Maximum Likelihood Estimation (ML)

• Maximizes the likelihood function to estimate parameters.

• Likelihood function is defined as the probability of data given the parameters.

  • If data points are i.i.d., likelihood can be expressed as a product.

• Example provided in the context of clickthrough rates in web ad analysis.

Maximum a Posteriori (MAP)

• Addresses limitations of ML by incorporating prior beliefs about parameters.

• Combines likelihood with prior probabilities, aiming to maximize posterior distribution.

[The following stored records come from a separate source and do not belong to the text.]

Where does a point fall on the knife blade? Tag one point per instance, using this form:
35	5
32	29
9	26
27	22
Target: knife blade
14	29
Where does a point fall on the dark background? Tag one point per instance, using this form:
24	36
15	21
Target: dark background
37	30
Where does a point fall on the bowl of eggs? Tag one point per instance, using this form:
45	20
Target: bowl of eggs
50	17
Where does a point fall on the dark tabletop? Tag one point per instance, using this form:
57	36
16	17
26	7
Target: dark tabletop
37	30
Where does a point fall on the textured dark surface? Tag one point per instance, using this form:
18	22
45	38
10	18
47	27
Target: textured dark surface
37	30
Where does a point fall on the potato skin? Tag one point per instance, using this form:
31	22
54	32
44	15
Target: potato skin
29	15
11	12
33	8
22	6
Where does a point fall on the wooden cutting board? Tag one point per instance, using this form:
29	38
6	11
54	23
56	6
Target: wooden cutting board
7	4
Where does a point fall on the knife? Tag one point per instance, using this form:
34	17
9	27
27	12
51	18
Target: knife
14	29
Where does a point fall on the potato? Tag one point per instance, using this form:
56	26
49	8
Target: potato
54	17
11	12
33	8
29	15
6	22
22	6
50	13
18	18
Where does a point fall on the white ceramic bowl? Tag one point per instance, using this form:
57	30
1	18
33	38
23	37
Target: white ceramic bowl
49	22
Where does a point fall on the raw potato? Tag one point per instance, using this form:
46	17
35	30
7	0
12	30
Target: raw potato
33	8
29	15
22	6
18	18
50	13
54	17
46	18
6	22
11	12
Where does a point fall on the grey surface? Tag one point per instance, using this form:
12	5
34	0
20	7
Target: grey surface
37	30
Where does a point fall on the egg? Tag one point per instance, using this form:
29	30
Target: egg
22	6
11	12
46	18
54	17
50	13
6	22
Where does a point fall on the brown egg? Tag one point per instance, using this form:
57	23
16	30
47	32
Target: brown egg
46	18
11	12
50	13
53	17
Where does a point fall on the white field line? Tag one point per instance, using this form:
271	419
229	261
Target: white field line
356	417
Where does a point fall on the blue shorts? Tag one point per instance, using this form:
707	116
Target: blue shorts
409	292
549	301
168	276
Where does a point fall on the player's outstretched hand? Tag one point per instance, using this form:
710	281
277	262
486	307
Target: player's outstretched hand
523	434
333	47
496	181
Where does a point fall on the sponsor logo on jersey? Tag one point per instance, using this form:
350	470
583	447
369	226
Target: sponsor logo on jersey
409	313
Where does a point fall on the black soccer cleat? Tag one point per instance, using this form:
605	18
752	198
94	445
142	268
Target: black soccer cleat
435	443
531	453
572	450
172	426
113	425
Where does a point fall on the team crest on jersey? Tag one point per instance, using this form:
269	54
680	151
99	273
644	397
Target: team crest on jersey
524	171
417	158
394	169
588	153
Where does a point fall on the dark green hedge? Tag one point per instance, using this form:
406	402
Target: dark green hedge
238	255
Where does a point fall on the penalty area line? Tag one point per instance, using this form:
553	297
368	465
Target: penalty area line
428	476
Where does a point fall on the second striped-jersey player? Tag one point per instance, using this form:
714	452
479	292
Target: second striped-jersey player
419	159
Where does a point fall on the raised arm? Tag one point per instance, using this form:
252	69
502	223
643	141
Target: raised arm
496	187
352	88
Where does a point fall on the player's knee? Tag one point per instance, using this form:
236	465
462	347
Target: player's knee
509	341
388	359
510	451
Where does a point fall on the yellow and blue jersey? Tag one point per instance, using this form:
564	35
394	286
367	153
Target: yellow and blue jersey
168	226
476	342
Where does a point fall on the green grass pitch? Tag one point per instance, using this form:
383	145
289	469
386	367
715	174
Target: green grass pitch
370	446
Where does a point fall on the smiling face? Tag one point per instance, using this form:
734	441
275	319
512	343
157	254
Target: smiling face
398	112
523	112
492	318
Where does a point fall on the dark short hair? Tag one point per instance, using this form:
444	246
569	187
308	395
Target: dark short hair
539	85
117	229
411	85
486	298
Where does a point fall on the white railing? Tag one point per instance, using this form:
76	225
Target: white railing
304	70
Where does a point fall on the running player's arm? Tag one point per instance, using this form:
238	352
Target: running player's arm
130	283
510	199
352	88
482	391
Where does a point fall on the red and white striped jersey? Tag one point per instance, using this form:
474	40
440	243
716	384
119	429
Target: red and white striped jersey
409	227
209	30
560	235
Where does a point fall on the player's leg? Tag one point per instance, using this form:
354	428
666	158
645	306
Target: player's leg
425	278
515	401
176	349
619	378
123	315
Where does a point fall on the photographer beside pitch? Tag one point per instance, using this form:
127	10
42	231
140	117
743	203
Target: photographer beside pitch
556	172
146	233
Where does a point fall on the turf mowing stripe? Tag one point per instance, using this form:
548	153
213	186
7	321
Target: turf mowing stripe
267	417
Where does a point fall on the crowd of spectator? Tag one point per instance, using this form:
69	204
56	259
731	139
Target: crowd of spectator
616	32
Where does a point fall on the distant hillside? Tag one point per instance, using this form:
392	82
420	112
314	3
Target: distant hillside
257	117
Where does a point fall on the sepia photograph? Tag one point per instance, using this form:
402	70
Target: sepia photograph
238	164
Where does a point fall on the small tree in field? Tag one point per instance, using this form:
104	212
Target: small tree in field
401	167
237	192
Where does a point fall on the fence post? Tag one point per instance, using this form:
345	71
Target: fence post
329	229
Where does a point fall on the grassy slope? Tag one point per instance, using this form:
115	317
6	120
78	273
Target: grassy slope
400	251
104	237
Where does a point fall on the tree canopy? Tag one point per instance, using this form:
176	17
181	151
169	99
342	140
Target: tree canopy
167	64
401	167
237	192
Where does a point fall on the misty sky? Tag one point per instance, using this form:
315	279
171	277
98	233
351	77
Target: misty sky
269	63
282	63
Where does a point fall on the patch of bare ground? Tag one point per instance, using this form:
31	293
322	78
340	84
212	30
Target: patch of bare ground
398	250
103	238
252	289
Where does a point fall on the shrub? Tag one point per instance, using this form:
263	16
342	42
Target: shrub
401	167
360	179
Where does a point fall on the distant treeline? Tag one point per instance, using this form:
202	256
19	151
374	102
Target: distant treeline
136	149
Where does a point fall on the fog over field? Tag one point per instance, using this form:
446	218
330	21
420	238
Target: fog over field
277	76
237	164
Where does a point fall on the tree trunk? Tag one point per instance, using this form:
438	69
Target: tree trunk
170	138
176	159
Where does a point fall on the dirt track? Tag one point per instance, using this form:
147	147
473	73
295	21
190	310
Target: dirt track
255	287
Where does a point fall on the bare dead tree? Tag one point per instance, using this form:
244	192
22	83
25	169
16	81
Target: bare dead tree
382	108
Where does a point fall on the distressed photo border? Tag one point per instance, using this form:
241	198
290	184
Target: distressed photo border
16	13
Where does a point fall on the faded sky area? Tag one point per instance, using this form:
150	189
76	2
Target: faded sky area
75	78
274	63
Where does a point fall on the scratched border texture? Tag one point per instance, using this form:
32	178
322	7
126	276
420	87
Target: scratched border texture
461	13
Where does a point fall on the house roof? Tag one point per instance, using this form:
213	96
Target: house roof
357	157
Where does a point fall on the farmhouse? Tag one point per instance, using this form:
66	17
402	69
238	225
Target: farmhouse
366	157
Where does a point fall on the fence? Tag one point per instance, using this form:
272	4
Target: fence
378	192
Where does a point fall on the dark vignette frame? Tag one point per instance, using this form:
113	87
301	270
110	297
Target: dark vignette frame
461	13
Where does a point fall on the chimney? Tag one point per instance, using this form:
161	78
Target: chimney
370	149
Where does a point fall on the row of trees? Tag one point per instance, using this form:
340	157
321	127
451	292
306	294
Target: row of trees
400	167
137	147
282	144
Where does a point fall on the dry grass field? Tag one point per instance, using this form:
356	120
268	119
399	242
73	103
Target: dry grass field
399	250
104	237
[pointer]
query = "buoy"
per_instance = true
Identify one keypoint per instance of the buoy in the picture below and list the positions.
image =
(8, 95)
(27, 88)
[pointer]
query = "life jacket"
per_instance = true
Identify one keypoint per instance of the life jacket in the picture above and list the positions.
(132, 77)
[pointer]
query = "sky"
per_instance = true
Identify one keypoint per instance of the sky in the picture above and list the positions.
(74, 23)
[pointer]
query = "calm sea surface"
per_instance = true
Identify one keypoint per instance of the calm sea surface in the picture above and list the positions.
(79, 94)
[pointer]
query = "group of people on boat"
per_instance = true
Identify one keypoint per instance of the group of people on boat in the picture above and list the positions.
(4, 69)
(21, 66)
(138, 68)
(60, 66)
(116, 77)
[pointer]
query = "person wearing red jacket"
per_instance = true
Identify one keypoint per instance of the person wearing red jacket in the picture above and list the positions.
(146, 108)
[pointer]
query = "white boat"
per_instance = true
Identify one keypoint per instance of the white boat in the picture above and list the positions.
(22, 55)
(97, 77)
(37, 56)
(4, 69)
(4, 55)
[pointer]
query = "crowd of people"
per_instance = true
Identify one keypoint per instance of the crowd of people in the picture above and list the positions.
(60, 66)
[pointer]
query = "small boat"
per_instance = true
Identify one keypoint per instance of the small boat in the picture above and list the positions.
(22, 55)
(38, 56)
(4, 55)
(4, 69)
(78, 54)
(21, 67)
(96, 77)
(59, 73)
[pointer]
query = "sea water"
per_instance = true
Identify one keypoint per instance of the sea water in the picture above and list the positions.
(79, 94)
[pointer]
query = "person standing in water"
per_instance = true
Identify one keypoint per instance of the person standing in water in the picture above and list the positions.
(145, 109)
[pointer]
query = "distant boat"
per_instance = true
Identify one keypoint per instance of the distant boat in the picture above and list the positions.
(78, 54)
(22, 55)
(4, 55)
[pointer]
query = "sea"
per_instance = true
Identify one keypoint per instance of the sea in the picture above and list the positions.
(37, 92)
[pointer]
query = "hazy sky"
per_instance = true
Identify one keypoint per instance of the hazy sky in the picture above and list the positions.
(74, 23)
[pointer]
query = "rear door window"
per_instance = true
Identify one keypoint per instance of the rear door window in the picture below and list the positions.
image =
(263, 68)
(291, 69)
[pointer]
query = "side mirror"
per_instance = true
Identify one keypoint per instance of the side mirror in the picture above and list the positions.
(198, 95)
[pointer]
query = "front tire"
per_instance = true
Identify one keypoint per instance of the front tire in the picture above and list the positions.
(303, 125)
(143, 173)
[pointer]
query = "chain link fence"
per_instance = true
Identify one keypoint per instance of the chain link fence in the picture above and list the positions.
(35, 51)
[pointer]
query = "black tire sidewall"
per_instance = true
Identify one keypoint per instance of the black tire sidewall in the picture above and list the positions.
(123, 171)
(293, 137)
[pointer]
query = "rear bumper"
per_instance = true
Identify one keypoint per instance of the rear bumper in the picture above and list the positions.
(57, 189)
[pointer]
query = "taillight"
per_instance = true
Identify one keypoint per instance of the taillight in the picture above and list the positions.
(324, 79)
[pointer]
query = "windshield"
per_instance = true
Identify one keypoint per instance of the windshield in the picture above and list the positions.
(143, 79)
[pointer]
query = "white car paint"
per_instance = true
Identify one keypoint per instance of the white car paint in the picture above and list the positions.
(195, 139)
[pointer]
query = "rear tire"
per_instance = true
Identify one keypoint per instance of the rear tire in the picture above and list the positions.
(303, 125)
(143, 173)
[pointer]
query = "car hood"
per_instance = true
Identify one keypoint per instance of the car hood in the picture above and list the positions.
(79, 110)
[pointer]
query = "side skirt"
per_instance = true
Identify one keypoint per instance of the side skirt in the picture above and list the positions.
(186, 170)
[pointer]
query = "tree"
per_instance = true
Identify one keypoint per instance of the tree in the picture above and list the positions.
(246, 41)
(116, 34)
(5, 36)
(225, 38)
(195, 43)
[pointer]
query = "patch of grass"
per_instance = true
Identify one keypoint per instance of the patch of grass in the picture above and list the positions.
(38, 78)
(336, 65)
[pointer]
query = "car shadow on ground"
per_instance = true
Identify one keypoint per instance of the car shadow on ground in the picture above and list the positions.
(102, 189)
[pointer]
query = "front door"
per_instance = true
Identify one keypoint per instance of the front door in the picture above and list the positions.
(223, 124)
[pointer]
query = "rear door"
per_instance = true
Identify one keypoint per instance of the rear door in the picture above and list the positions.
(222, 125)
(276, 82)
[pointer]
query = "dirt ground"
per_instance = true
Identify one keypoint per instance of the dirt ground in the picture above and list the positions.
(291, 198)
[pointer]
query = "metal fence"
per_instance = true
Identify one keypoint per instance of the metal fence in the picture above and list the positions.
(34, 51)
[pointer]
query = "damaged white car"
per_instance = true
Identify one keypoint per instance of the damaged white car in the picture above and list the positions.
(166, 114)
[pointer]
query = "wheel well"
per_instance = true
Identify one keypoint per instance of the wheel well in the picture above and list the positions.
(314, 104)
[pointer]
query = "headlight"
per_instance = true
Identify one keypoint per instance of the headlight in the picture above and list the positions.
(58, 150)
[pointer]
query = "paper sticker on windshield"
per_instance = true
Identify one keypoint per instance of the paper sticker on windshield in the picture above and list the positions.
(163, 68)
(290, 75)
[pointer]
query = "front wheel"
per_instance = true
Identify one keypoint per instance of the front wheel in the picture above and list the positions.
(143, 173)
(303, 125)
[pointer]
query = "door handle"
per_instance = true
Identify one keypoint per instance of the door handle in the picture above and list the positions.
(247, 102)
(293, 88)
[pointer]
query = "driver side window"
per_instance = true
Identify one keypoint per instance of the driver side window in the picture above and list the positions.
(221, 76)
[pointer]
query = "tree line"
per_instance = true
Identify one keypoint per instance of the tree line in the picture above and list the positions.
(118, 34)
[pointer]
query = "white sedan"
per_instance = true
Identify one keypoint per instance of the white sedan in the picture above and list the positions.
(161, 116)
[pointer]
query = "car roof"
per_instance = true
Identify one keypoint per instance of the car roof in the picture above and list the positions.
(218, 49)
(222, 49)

• Example considers a Bernoulli distribution for click rates, integrating prior probabilities to refine estimates.

Ridge Regression

• Extension of linear regression incorporating a regularization term.

  • Helps prevent overfitting by shrinking coefficient estimates.

  • Involves MAP estimation with a Gaussian prior on weights.

Comparing Linear vs Ridge Regression

• Demonstrates how ridge regression leads to smaller coefficient estimates (shrinkage effect) compared to standard linear regression, especially with small sample sizes or correlated features.

Summary of Parameter Estimation Methods

• Different estimation techniques serve various scenarios in modeling.

• Ongoing studies into Bayesian approaches will be covered in the next lecture.